Artificial intelligence could leave half the world unemployed - jonbaer
http://www.theguardian.com/technology/2016/feb/13/artificial-intelligence-ai-unemployment-jobs-moshe-vardi
======
YeGoblynQueenne
>> “Humanity is about to face perhaps its greatest challenge ever, which is
finding meaning in life after the end of ‘in the sweat of thy face shalt thou
eat bread’,” he said. “We need to rise to the occasion and meet this
challenge.”

In the past that wasn't a problem. I'm thinking of classical Greece where the
majority of the work was done by slaves and free citizens were, well, free, to
better themselves. The result was an unprecedented flourishing of the arts,
science and philosophy and basically the birth of the western civilisation. In
later periods, the Rennaissance, the Industrial era and so on, there was also
great progress in the sciences and also in political philosophy, and this was
achieved by people who didn't have to labour in the fields for a living.
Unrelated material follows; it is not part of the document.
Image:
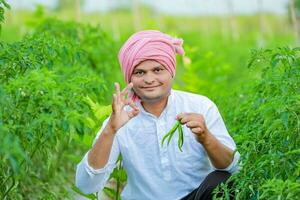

So there should be no question that humanity is indeed able to better itself
once it's relieved by the need to toil everyday to sustain itself.

The real question is: will increased automation really mean a high enough
standard of living for everyone? So far, automation just means that the work
that is done by humans is less fulfilling, rather than more: macjobs, call
centers, warehouse work, retail... hardly intellectually rewarding work.
Instead, that kind of work crushes your spirit and leaves you no time or
energy to pursue your interests and educate yourself or even exercise your
body to improve your health.

I do believe there is cause for concern. My concern is that in the future, the
majority of work will be menial, meaningless, unproductive tasks where the
human worker is just a cog in a huge automated machine of which he or she has
no control. I fear we'll just become a lesser, less well paid kind of mindless
drone, alongside our wonderful machines.

And as to those machines I think the big risk is not that automation will
become better than humans at doing jobs. The real risk is that automation will
reach a mediocre level, even possibly a very low level of competence, but it
will be employed anyway because of its competitive pricing.

In other words, I see it as very plausible that even today's experts will be
slowly replaced by incompetent, inexpert machines that will do the work that
humans do today, for much less money and at a much lower standard.

If we're ever so dumb as to hand over our future to our machines, at least the
ones we have now, the end result will be misery and unhappiness for all.

------
YeGoblynQueenne
Now, about our wondrous machines and algorithms. This needs a different
comment.

>> Selman, a professor at Cornell University, said: “Computers are basically
starting to hear and see the way humans do,” thanks to advances in big data
and “deep learning”.

I'm a student of AI. I'm studying for an MSc in Intelligent Systems at the
University of Sussex in the UK. I come from a classical AI background, with
studies in discrete maths, logic and logic programming in particular. I've
studied machine learning and to a lesser extent neural networks. I'm familiar
with deep learning.

This limited knowledge nevertheless gives me the stenght of conviction to say
that, no- the quoted comment is not a good representation of the state of the
art. AI systems are still far from perceiving the world in "the way humans
do".

Machine learning is a powerful tool, but it has severe limitations. Deep
learning is certainly not magic and neural networks in general are "just"
optimisation (except we're optimising systems of functions). I really don't
see how any technique that we have at this point in time can be used to
produce machines with anything approaching human levels of competence in the
complex tasks that humans are good at.

Sure, we have machines that can drive cars or play Chess or Go competently.
However, those are very clearly delineated tasks. Chess and Go are games with
well-known rules in a restricted domain. Driving is also a clearly strictly
defined domain - for instance, you won't see Google car driving offroad; my
theory is that if there's no roads or signs to guide it it would not be able
to navigate on its own. I might be wrong on that.

The important thing is that although machine learning algorithms can be
trained on any conceivable task, and the same algorithm can often be trained
on a large variety of tasks, changing tasks requires new training. This
training requires resources that scale, very often exponentially so, with the
complexity of the task. Training a Chess-playing AI requires a lot of data and
computational power. Training a Go-playing AI requires a lot of _different_
data and another lenghty period of training. For a game where not enough data
is available, it would be difficult to obtain good results from machine
learning. Machine learning itself has not given the best results in
competitive AI.

Humans on the other hand excel at generalising from very few examples and can
often pick up a new task with minimal training. For instance, from playing
football to playing basketball, or from playing Magic: the Gathering to
playing Poker. We excel in very different types of tasks: competitive tasks,
collaborative tasks, games, survival, commerce, anything you can think of.

I don't see how machine learning will ever be able to accomplish such feats,
no matter how competent individual algorithms can become in specific tasks.